「先生、キリスト教なのに神社のお守りですか?」
「え、先生がバッグにお守りって意外です。キリスト教の学校だったのに…?」
これね。これ福島の稲荷神社のお守り。陰陽道では桃って厄除けの力があるんだって。でもね、別にご利益が欲しいわけじゃなくてね…福島のしるしが欲しくてね。

そうそう、キリスト教は12歳のときから。でも仏教やイスラム教よりキリスト教が良いなんて思ったわけでなく、向こうが声をかけてきたとしか言いようがなくて…
このごろね、宗教との縁は縁日の屋台みたいだと思う。
縁日をうろうろしてたらたこ焼き屋のおじさんに店番手伝ってくれと言われた。うっかり手伝いだしたら夢中になった。たこ焼きも奥が深い。こだわりだしたらきりがない。究めることなんてできない。

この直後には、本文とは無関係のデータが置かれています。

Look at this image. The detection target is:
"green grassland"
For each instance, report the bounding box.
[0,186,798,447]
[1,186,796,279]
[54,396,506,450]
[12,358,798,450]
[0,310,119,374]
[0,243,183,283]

おとなりはカルメ焼き屋さん。正直言って小さい頃気になっていたのはカルメ焼きのほうなんだけど…。おじさんは真剣、とてもいたずらでちょっとやらせて、なんて言えない。だいたいたこ焼きがまだ半端なんだから。ちゃんと買おう。お客さんが切れたら、なんでカルメ焼き屋さんになったのか聞かせてもらおう。
ともかく私の役割はおいしいたこ焼きを求めてくる人に応えること。カルメ焼き屋、金魚釣り屋なんてつぶしちゃえ、縁日全部たこ焼き屋にしちまえ、なんて思わない。
「結局、すべての宗教は同じ頂を目指しているんじゃないですかね」と外から言う人は、縁日をそぞろ歩きするお客さん。それもそれでいいと思います。どうぞ盛大にお買い上げ願います。どこかの屋台のおじさんに呼ばれたら、手伝ってあげてくださいね。